Si siede raggiante su una panchina come se tutto filasse liscio. Ed ancora quel sorriso e l'aria da bambina felice mi colpisce forte nella memoria.
Cazzo, tutto quel che volevo dire prima ora sembra una nuvola di fumo lontana.
"Ecco io...''
Prima di sparare qualche cazzata, a Celestial suonò il telefono.
"Scusa un secondo."
"Figurati, fai con comodo."
Si alzò per allontanarsi di qualche passo intanto io mi sedetti.
"Amore mio..."
Ecco un pugno diretto allo stomaco. Quel amore mio che suona dalla sua bocca come una melodia è pari ad un secchio di ghiaccio versato in testa in pieno inverno.
Quindi è fidanzata...
"Si tesoro... oh ma smettila... tanto la stanza possiamo anche condividerla... finiscila dai... si, si va bene.... un bacio a te amore, a sta sera."
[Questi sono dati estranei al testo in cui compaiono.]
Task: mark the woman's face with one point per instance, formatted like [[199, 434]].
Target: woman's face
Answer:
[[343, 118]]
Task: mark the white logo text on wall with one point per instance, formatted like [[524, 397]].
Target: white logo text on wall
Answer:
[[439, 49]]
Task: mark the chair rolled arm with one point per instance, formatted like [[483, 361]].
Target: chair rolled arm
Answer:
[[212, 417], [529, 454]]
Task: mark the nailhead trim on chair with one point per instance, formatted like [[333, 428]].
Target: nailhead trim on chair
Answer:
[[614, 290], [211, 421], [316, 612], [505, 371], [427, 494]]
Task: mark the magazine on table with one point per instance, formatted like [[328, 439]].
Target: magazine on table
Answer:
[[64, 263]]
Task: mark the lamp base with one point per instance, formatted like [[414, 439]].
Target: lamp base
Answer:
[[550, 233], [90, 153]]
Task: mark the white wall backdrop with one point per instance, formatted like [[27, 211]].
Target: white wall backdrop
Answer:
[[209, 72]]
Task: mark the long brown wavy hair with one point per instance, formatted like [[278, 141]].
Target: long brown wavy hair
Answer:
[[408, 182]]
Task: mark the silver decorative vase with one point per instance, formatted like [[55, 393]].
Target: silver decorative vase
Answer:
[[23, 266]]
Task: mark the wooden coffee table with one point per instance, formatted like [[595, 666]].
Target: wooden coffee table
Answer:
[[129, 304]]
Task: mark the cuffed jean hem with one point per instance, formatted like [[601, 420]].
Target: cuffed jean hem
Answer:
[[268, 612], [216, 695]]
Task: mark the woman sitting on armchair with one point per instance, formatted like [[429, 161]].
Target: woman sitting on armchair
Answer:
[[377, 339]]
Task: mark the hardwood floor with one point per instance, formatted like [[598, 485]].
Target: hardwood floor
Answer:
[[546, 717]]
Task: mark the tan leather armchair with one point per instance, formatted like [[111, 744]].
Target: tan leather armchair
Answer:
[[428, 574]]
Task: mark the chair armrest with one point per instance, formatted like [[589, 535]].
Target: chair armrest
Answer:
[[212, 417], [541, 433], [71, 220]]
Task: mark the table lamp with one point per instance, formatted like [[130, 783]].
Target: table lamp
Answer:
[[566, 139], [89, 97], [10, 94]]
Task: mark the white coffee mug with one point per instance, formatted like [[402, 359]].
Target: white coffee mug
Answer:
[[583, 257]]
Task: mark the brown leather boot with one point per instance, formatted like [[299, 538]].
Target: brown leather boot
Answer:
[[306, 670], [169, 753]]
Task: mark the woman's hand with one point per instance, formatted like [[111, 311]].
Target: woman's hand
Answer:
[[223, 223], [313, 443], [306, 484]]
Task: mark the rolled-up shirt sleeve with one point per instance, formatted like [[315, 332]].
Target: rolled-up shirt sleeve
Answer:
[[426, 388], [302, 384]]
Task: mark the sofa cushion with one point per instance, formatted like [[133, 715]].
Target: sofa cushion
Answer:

Non riuscii a sentire la conversazione completa, ma mi sono bastati quei pezzettini per capire con chi stava parlando.
La rabbia bolliva come acqua in pentola nella mia testa e cercai di mantenere il controllo, peccato che tremavo come una foglia dal nervosismo.
Condividere la stanza? Sta sera? Un bacio?
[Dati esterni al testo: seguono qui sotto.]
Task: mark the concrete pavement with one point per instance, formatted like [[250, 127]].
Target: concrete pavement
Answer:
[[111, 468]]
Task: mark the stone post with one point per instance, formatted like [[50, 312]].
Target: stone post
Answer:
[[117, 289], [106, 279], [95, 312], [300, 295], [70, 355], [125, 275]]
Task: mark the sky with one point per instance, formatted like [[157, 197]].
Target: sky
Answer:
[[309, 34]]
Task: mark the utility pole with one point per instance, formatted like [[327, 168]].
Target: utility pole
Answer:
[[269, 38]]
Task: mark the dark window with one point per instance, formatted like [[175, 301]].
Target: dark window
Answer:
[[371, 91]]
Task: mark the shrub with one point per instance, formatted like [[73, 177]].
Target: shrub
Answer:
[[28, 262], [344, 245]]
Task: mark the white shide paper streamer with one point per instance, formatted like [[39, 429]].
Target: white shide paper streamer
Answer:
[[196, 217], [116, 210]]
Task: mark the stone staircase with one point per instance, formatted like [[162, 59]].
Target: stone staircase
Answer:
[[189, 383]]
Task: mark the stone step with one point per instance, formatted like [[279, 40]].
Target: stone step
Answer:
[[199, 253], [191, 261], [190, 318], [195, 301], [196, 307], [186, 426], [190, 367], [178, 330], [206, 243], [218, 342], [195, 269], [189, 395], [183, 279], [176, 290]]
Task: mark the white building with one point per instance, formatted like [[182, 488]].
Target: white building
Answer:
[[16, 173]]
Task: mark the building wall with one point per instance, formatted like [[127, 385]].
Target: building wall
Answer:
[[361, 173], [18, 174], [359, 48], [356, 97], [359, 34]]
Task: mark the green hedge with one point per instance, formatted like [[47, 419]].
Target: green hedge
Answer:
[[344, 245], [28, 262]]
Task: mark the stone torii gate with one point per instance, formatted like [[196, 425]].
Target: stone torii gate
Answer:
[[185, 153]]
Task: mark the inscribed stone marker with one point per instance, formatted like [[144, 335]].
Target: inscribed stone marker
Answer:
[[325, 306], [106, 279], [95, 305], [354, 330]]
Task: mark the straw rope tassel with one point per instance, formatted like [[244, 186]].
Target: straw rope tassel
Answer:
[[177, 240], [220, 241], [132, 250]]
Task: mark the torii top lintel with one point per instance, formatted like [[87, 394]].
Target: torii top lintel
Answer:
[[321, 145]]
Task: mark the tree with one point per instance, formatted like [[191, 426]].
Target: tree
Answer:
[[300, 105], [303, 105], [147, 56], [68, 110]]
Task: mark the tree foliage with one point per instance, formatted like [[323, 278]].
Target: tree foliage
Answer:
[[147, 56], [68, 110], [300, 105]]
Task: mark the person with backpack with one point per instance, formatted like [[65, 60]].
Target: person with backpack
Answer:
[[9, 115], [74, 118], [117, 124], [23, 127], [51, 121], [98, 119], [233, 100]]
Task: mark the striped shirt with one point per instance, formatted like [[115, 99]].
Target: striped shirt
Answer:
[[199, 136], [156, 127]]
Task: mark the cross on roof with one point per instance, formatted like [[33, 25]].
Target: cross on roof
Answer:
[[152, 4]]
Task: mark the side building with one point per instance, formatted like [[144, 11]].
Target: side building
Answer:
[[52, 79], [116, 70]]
Tutto questo era pari a mille tormenti di tutti i tipi.
Che poi non ha senso! Io sono comunque fidanzato, cazzo! Già Dakota... Pff che noia.
"Dicevi?"
Il sorriso fra poco le arrivava letteralmente alle orecchie mentre non mi degnava di uno sguardo per mettere il cellulare nel taschino della borsa.
Fanculo! Avevo talmente un tornado di emozioni che non riuscii ad elaborare una risposta che mi porti alla soluzione.
"Ti serve un passaggio?"
Dissi la prima frase leggermente decente che mi passò per la testa.
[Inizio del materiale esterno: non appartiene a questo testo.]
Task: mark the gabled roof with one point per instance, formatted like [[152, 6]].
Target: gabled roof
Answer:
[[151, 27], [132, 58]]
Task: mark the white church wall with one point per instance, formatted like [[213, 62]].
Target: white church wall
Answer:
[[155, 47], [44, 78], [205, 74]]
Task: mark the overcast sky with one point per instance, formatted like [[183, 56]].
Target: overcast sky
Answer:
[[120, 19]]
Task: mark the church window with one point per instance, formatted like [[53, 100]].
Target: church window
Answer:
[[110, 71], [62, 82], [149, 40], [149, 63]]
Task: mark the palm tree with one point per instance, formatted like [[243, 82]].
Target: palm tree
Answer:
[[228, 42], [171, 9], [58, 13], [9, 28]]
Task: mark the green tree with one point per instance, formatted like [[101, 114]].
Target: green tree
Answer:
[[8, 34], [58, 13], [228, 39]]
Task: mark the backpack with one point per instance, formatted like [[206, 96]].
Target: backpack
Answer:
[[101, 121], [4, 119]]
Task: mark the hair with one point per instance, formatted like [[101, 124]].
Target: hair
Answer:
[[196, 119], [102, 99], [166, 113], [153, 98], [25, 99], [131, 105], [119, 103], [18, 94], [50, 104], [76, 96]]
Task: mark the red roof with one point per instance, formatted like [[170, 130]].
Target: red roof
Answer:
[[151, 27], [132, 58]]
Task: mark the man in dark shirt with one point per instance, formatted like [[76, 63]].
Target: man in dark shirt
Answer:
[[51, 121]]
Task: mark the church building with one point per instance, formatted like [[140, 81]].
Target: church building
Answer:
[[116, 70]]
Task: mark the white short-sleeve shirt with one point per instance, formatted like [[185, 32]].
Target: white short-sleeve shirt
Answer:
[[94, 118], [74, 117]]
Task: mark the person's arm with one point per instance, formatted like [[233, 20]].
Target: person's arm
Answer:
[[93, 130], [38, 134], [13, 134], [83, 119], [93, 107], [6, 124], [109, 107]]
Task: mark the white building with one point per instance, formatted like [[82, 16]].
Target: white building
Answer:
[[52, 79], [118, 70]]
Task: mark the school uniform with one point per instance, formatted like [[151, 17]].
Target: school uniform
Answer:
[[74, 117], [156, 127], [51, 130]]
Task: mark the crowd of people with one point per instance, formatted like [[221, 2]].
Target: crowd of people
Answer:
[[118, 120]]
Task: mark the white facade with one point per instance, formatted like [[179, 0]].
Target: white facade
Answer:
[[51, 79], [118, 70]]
Alzò lo sguardo confusa ed inclinò la testa da un lato in modo dolce da far ricadere qualche ciocca ramata in viso.
"Non capisco, è per questo che mi volevi parlare? Comunque grazie, sono in macchina."
Oh certo! Adesso andrà dal suo fidanzatino con appunto la sua macchina dopodiché miagoleranno sotto le coperte. Dio!
Mi alzai frenetico e nervoso dalla panchina e farfugliai un saluto andandomene senza attendere sua risposta. Potrei scoppiare da un attimo all'altro."Ciao"
Salutai secco mamma e papà che erano seduti sui divani del salone in modo così perfetto e coordinato da sembrare due modelli di un'azienda immobiliare. Fanculo a sta vita di plastica!
"Brutta giornata?"
Osò rompermi il cazzo mio padre.
Sinceramente con lui ho un'ottimo rapporto rispetto a quello con mia madre, però in momenti come questi non mi va di essere disturbato.
Non risposi e poggiai lo zaino su uno dei tanti tavolini sparsi come semi in questa casa dopodiché mi diressi verso la cucina.
Nessuno pranza in questa casa, sia perché Vilina cuoce da schifo e in più i miei cominciano il lavoro all'una e mezza il ché pranzano fuori.
Sara mangia in mensa ed io, come sempre, cerco di cavarmela.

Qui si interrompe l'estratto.